Saturday's demonstrations were characterised by a sharp increase in violence after weeks of dwindling turnout, with hooded protesters looting and torching shops along the famed avenue.
It was the 18th consecutive weekend of demonstrations which began in mid-November as a protest against fuel price hikes but have since morphed into a potent anti-government movement.
“There was a wave of violence, we're dealing with the aftermath of the chaos. We're trying to reassure all the employees and then there are those who live here, too,” said Jean-Noel Reinhardt, head of the Committee Champs-Elysées, a local association with 180 members, most of them businesses.
He said residents and business owners were pushing for talks with Prime Minister Edouard Philippe “to share our exasperation and explain our complaints.

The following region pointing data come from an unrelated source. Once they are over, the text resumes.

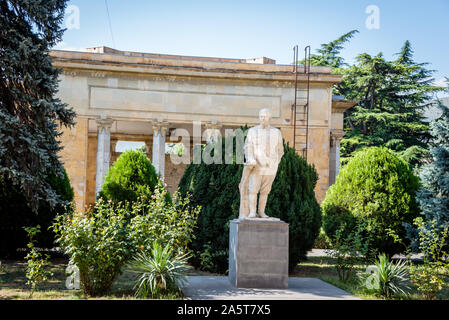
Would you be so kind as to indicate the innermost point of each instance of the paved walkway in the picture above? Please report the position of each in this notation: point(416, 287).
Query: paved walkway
point(219, 288)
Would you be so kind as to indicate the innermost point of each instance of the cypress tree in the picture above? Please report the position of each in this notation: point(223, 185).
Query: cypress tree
point(433, 197)
point(29, 111)
point(393, 96)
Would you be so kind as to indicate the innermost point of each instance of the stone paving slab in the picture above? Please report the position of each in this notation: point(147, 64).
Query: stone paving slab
point(219, 288)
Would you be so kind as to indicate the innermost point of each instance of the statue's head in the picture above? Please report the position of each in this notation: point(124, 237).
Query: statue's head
point(264, 117)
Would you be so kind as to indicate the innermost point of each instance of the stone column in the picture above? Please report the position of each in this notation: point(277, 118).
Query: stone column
point(212, 131)
point(334, 159)
point(103, 150)
point(159, 132)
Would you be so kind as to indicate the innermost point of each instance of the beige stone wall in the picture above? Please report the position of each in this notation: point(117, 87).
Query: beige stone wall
point(91, 170)
point(134, 91)
point(74, 157)
point(173, 174)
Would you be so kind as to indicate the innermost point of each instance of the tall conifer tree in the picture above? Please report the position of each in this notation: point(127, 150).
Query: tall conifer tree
point(433, 198)
point(29, 111)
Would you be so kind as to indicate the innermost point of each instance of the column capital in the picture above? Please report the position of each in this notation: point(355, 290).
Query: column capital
point(214, 124)
point(160, 126)
point(104, 121)
point(336, 135)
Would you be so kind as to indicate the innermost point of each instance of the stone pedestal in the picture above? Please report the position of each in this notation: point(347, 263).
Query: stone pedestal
point(258, 253)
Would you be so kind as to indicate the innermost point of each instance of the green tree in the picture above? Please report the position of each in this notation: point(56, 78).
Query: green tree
point(215, 188)
point(433, 197)
point(15, 214)
point(130, 177)
point(329, 53)
point(393, 96)
point(376, 190)
point(29, 111)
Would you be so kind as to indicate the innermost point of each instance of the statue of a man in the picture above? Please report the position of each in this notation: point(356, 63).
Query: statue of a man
point(263, 152)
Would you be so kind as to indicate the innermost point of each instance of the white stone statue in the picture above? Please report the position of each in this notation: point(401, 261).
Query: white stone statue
point(263, 152)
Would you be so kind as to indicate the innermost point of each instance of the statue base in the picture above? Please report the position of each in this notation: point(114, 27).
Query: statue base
point(258, 253)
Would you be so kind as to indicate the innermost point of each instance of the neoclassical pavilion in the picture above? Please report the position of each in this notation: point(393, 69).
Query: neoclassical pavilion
point(143, 97)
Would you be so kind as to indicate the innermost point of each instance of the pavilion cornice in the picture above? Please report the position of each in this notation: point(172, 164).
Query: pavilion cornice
point(82, 61)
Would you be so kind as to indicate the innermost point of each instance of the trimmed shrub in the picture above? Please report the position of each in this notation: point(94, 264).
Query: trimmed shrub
point(376, 188)
point(215, 188)
point(16, 214)
point(101, 242)
point(130, 177)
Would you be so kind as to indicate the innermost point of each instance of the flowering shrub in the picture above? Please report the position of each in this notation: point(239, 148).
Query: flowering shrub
point(101, 242)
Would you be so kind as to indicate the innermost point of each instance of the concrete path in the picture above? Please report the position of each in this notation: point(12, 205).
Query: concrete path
point(219, 288)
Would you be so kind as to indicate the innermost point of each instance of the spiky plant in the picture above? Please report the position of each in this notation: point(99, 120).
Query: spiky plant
point(390, 279)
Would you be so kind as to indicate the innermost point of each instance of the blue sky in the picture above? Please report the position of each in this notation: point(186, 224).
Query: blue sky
point(248, 29)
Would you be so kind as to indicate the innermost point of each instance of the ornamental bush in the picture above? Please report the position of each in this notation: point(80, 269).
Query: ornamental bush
point(215, 188)
point(102, 241)
point(16, 214)
point(375, 188)
point(130, 177)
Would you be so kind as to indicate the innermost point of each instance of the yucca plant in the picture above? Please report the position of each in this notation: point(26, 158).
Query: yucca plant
point(160, 271)
point(387, 278)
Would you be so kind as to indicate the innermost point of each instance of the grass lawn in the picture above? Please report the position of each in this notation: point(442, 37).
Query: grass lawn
point(324, 269)
point(13, 284)
point(12, 281)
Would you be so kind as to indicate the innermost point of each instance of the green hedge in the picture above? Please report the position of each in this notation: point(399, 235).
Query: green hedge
point(376, 189)
point(15, 214)
point(130, 177)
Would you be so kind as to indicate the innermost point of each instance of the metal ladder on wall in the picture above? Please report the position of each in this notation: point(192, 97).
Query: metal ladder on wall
point(300, 107)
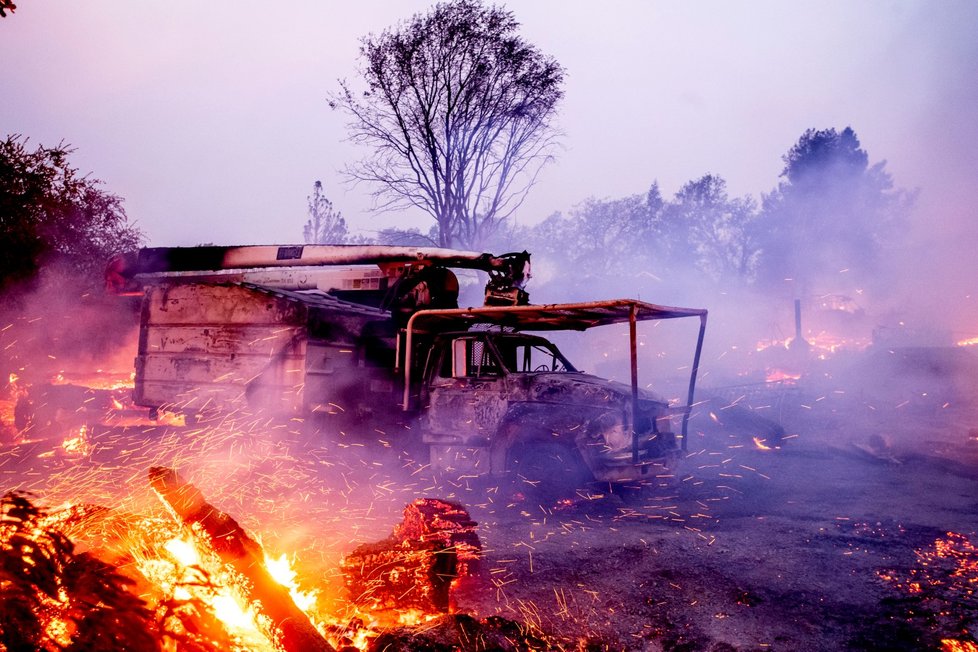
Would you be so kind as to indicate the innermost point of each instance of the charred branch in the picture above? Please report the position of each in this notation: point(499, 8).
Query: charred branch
point(242, 554)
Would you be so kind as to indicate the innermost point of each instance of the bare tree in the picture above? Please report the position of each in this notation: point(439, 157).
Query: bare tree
point(325, 225)
point(458, 112)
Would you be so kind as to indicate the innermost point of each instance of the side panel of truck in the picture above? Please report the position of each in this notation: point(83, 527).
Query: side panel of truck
point(204, 346)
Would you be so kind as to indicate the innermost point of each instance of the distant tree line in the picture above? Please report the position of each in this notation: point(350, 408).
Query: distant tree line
point(831, 213)
point(458, 112)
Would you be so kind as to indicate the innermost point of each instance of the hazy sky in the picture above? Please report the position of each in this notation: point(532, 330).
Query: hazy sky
point(211, 119)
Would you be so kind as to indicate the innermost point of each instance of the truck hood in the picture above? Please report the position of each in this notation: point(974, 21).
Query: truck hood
point(582, 389)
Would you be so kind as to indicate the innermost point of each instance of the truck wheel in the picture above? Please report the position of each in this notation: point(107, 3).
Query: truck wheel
point(546, 472)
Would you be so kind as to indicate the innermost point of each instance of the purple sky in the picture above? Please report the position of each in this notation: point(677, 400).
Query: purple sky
point(211, 120)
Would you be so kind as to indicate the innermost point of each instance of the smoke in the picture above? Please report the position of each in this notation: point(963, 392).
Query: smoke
point(57, 327)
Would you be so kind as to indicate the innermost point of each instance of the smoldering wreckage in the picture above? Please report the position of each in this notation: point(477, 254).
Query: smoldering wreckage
point(599, 503)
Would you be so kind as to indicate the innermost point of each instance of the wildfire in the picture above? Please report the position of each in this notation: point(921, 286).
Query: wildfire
point(945, 580)
point(822, 344)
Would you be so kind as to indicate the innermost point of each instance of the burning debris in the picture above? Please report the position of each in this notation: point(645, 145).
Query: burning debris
point(429, 552)
point(201, 583)
point(278, 617)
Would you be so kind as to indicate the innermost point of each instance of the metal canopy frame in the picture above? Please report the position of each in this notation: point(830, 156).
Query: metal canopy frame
point(561, 317)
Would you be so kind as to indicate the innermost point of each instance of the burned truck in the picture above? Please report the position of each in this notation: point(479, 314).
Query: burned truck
point(366, 335)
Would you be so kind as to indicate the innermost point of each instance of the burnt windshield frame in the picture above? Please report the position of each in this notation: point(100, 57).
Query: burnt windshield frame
point(507, 345)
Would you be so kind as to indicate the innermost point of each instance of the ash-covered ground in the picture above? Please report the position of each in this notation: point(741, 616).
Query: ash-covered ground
point(856, 533)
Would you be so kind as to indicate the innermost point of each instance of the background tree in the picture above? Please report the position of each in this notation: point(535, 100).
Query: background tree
point(51, 217)
point(458, 113)
point(325, 225)
point(832, 211)
point(712, 232)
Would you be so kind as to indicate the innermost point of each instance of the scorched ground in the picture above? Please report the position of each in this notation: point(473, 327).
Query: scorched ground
point(857, 533)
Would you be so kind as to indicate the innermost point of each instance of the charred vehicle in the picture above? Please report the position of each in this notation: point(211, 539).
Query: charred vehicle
point(366, 335)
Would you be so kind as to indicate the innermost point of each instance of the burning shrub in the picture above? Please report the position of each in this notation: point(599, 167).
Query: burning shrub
point(54, 598)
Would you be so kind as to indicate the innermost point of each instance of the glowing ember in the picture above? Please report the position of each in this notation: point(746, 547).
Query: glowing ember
point(781, 376)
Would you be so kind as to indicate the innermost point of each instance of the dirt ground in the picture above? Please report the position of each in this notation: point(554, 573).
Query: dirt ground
point(856, 534)
point(854, 539)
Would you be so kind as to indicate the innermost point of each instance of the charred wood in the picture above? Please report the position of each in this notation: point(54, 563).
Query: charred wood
point(243, 555)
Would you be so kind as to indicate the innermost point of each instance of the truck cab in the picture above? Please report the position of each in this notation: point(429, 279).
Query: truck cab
point(497, 400)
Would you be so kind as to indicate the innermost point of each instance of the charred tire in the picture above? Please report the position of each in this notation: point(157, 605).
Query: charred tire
point(546, 472)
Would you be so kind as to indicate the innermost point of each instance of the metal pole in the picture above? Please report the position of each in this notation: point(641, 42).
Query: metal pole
point(692, 378)
point(633, 338)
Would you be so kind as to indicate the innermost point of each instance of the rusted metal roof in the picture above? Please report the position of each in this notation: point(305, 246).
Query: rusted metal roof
point(319, 299)
point(550, 317)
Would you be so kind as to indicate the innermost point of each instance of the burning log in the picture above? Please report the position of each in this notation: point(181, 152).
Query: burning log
point(239, 552)
point(416, 567)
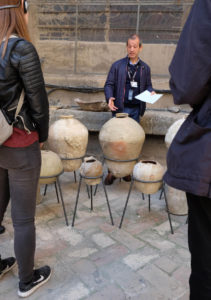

- VIDEOS: Champs-Elysees' designer stores and restaurants looted and burned
“The authorities must put an end to this situation,” he insisted. Since the beginning, the prestigious avenue, which is known for its shops, cafes and luxury boutiques, has been the focal point for the demonstrations which have often turned violent, sparking running battles between police and protesters.
On Saturday, the police appeared overrun as protesters swarmed the area, vandalising and later setting fire to Fouquet's brasserie, a favourite hangout of the rich and famous for the past century — as well as luxury handbag store Longchamp.
Clothing outlets Hugo Boss, Lacoste and Celio were also damaged, as well as a bank, a chocolatier and several newsstands.
“Enough is enough. And this Saturday went too far!” raged Bernard Stalter, president of CMA France, a national network of chambers of trades and crafts.
He also demanded a meeting with top ministers “this week in order to find solutions which will put an end to a situation which has become as volatile as it is unacceptable.”